On 09/13/2013 12:30 AM, Avra Sengupta wrote:
Hi, After having further discussions, we revisited the requirements and it looks possible to further improve them, as well as the design. 1. We classify all gluster operations in three different classes : Create volume, Delete volume, and volume specific operations. 2. At any given point of time, we should allow two simultaneous operations (create, delete or volume specific), as long as each both the operations are not happening on the same volume. 3. If two simultaneous operations are performed on the same volume, the operation which manages to acquire the volume lock will succeed, while the other will fail. In order to achieve this, we propose a locking engine, which will receive lock requests from these three types of operations.
How is the locking engine proposed to be implemented? Is it part of glusterd or a separate process?
Each such request for a particular volume will contest for the same volume lock (based on the volume name and the node-uuid).

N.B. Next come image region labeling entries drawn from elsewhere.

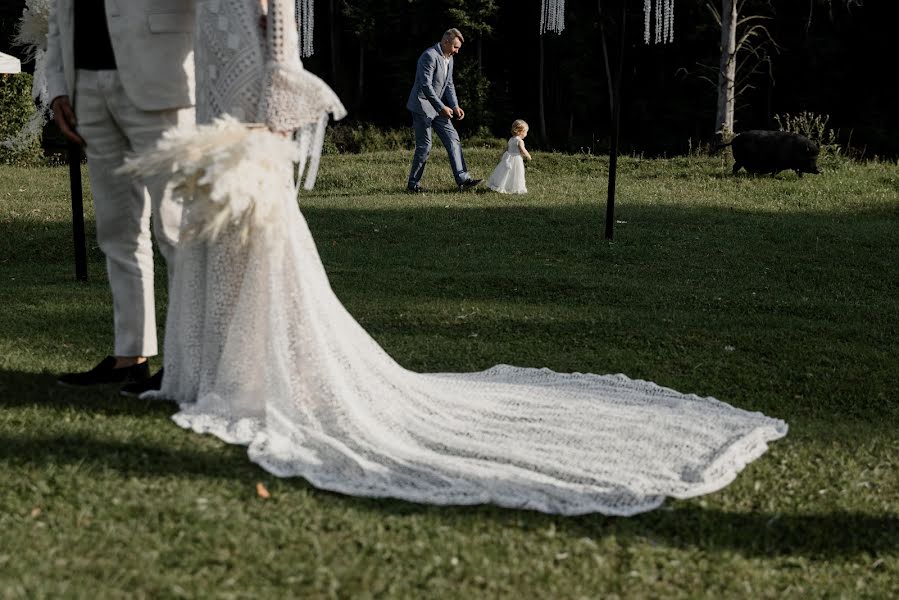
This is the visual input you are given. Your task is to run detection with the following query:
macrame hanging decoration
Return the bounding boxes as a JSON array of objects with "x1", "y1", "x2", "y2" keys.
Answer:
[
  {"x1": 0, "y1": 0, "x2": 53, "y2": 152},
  {"x1": 540, "y1": 0, "x2": 565, "y2": 33},
  {"x1": 296, "y1": 0, "x2": 315, "y2": 58},
  {"x1": 643, "y1": 0, "x2": 674, "y2": 44}
]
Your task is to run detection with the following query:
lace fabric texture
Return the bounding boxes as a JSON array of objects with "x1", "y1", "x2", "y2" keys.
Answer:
[{"x1": 151, "y1": 0, "x2": 787, "y2": 515}]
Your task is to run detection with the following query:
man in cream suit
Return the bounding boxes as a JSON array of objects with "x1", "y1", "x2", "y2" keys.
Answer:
[
  {"x1": 46, "y1": 0, "x2": 194, "y2": 393},
  {"x1": 406, "y1": 29, "x2": 482, "y2": 192}
]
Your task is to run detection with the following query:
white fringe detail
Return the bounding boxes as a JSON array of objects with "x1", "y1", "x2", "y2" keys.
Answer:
[
  {"x1": 643, "y1": 0, "x2": 674, "y2": 45},
  {"x1": 119, "y1": 115, "x2": 301, "y2": 243},
  {"x1": 296, "y1": 0, "x2": 315, "y2": 58},
  {"x1": 540, "y1": 0, "x2": 565, "y2": 33}
]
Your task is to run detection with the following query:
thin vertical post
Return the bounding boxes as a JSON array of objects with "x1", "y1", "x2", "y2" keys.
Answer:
[
  {"x1": 66, "y1": 141, "x2": 87, "y2": 281},
  {"x1": 605, "y1": 0, "x2": 627, "y2": 240}
]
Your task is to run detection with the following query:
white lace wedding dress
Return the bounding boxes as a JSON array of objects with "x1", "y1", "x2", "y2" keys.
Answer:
[{"x1": 144, "y1": 0, "x2": 787, "y2": 515}]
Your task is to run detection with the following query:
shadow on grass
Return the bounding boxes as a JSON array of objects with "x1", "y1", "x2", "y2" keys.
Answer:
[
  {"x1": 0, "y1": 407, "x2": 899, "y2": 559},
  {"x1": 0, "y1": 203, "x2": 899, "y2": 557},
  {"x1": 0, "y1": 369, "x2": 173, "y2": 417}
]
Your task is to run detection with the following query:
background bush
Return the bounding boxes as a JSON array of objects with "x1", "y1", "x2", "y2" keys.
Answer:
[{"x1": 0, "y1": 73, "x2": 44, "y2": 166}]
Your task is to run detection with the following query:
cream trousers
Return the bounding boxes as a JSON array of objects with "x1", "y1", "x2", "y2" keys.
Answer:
[{"x1": 74, "y1": 70, "x2": 194, "y2": 356}]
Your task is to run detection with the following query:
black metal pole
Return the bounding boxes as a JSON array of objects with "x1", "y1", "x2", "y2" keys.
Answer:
[
  {"x1": 66, "y1": 141, "x2": 87, "y2": 281},
  {"x1": 605, "y1": 0, "x2": 627, "y2": 240}
]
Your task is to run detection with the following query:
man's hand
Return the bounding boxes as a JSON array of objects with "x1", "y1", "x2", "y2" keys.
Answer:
[{"x1": 50, "y1": 96, "x2": 87, "y2": 146}]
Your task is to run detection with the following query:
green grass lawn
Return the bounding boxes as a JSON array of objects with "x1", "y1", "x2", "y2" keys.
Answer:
[{"x1": 0, "y1": 148, "x2": 899, "y2": 598}]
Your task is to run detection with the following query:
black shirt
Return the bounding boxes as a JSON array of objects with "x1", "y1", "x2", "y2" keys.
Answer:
[{"x1": 75, "y1": 0, "x2": 116, "y2": 71}]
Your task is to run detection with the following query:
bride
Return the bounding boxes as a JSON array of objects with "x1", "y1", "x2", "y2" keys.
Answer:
[{"x1": 131, "y1": 0, "x2": 787, "y2": 515}]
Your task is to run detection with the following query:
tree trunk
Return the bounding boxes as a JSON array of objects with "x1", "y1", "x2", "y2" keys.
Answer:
[{"x1": 715, "y1": 0, "x2": 737, "y2": 142}]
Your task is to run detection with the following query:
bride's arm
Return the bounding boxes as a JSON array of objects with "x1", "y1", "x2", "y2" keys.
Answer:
[{"x1": 258, "y1": 0, "x2": 303, "y2": 131}]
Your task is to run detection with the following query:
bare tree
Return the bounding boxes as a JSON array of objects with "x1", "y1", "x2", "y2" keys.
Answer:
[{"x1": 701, "y1": 0, "x2": 779, "y2": 141}]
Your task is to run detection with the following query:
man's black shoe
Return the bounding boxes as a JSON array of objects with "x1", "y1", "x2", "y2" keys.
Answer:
[
  {"x1": 119, "y1": 369, "x2": 162, "y2": 398},
  {"x1": 56, "y1": 356, "x2": 150, "y2": 387},
  {"x1": 459, "y1": 179, "x2": 484, "y2": 192}
]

For example, a delete volume command for volume1 and a volume status command for volume 1 will contest for the same lock (comprising of the volume name, and the uuid of the node winning the lock), in which case, one of these commands will succeed and the other one will not, failing to acquire the lock.
Will volume status need to hold a lock?
Whereas, if two operations are simultaneously performed on a different volumes they should happen smoothly, as both these operations would request the locking engine for two different locks, and will succeed in locking them in parallel.
How do you propose to manage the op state machine? Right now it is global in scope - how does that fit into this model?